Les profiteurs de guerre
Entre 1941 et 1944, quelque 5 600 praticiens, après avoir été inscrits à l’Ordre, avaient été agréés par les instances gouvernementales, la plupart pour des chantiers situés dans plusieurs départements. À partir de sa création en novembre 1944, le ministère de la Reconstruction et de l’Urbanisme (MRU) fut chargé d’examiner les demandes d’architectes pour travailler sur les immenses chantiers de reconstruction.
La révision des listes, auxquelles le Conseil de l’Ordre fut associé, entraîna fort peu de retraits d’agréments pour des motifs politiques (intelligence avec l’ennemi, appartenance à la milice, au Cercle européen, au Groupe Collaboration et au Rassemblement national populaire ainsi que pour services rendus à la Gestapo), environ 150 en 1945 et 1946. À partir de 1947 et, surtout, de 1951 avec les lois d’amnistie, ils furent tous réintégrés !
Restait la question des architectes ayant participé à l’exclusion des Juifs en effectuant l’expertise de leurs biens avant leur vente pour aryanisation selon les directives du Commissariat général aux questions juives. Relevaient-ils de la commission de confiscation des profits illicites, comme les notaires et les huissiers ?

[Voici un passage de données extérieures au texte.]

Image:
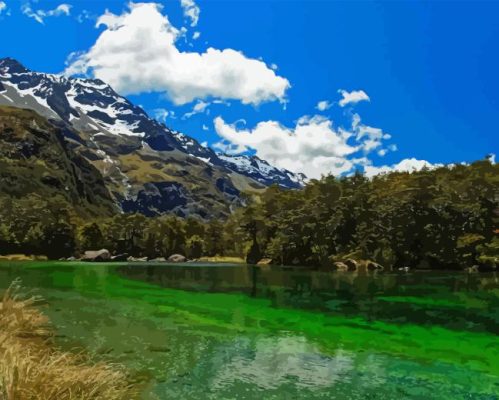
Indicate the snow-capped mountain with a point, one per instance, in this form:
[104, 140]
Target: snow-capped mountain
[261, 171]
[147, 166]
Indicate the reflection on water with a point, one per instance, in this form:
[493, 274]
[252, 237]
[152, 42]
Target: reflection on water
[452, 299]
[272, 362]
[240, 332]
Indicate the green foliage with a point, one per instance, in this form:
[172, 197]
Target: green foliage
[444, 218]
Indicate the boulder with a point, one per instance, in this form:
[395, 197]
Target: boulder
[96, 255]
[120, 257]
[177, 258]
[339, 266]
[136, 259]
[473, 269]
[159, 259]
[372, 266]
[351, 264]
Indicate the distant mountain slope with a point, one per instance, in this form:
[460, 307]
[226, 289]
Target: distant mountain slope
[261, 171]
[146, 166]
[35, 159]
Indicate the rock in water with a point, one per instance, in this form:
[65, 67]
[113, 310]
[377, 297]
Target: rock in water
[177, 258]
[120, 257]
[352, 264]
[136, 259]
[159, 259]
[96, 255]
[339, 266]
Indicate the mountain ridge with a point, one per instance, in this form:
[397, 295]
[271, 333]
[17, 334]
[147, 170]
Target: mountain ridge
[147, 166]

La Compagnie des architectes-experts soutint que les expertises n’avaient pas forcément « permis ou facilité la vente des biens juifs ». De plus, selon l’Ordre, nombre d’architectes avaient été commis d’office pour les accomplir, sans les avoir cherchées. Il était donc injuste d’assimiler ces praticiens à des « profiteurs ou à des marchands de biens ». Dans la plupart des cas, au contraire, « ils [avaient] fait leurs expertises en toute conscience, et, précisément, dans le but de faire échec aux manœuvres de spoliation visées dans l’ordonnance du 25 avril 1945 », — qui prévoyait le remboursement des honoraires touchés par les architectes ayant participé aux opérations de vente de biens juifs.
Entre la fin 1944 et 1946, l’Ordre, main dans la main avec les associations d’architectes reconstituées, se mobilisa contre une mesure qu’il estimait injuste. Ces organisations répétèrent que leurs confrères incriminés n’avaient fait qu’exercer « honnêtement » leur métier. Ils avaient même, plaidaient-ils, protégé les spoliés en sous-estimant la valeur de leurs biens !
En conclusion, Danièle Voldman rapporte que la section d’épuration du Conseil supérieur de l’Ordre estima ses travaux achevés le 14 mars 1946. D’après la synthèse établie par le conseil, 79 dossiers avaient été soumis à son examen. Ils concernaient les cas litigieux que les conseils régionaux n’arrivaient pas à juger sans en référer à l’instance nationale. L’imprécision des documents ne permet pas de savoir s’ils concernent l’ensemble du territoire ou plus vraisemblablement uniquement ceux de la région parisienne (la moitié des architectes étant inscrit dans ce conseil régional).
Sur ces 79 dossiers, 33 architectes firent l’objet d’une décision négative et furent ainsi blanchis ; cinq furent écartés en raison de plaintes tardives ; quatre reçurent un blâme, quatre autres un avertissement, sept furent suspendus et huit furent radiés. 26 dossiers furent jugés non recevables ou laissés en attente alors que la section avait proclamé avoir terminé ses travaux.
Si ces chiffres concernent bien uniquement le Conseil régional de la région parisienne, une vingtaine de membres ont été sanctionnés sur environ 3 000 inscrits au tableau, soit à peine 0,6 %. À l’échelle nationale, seule une étude systématique menée dans les archives des conseils régionaux pourrait donner une estimation ou une évaluation plus précises.
L’épisode de l’épuration fut vite oublié, même si resurgissent périodiquement des polémiques sur l’attitude de l’Ordre pendant les années sombres. Car commençait alors un âge d’or pour les architectes qui, avec l’essor de la construction de masse, transforma pour longtemps l’exercice de leur métier.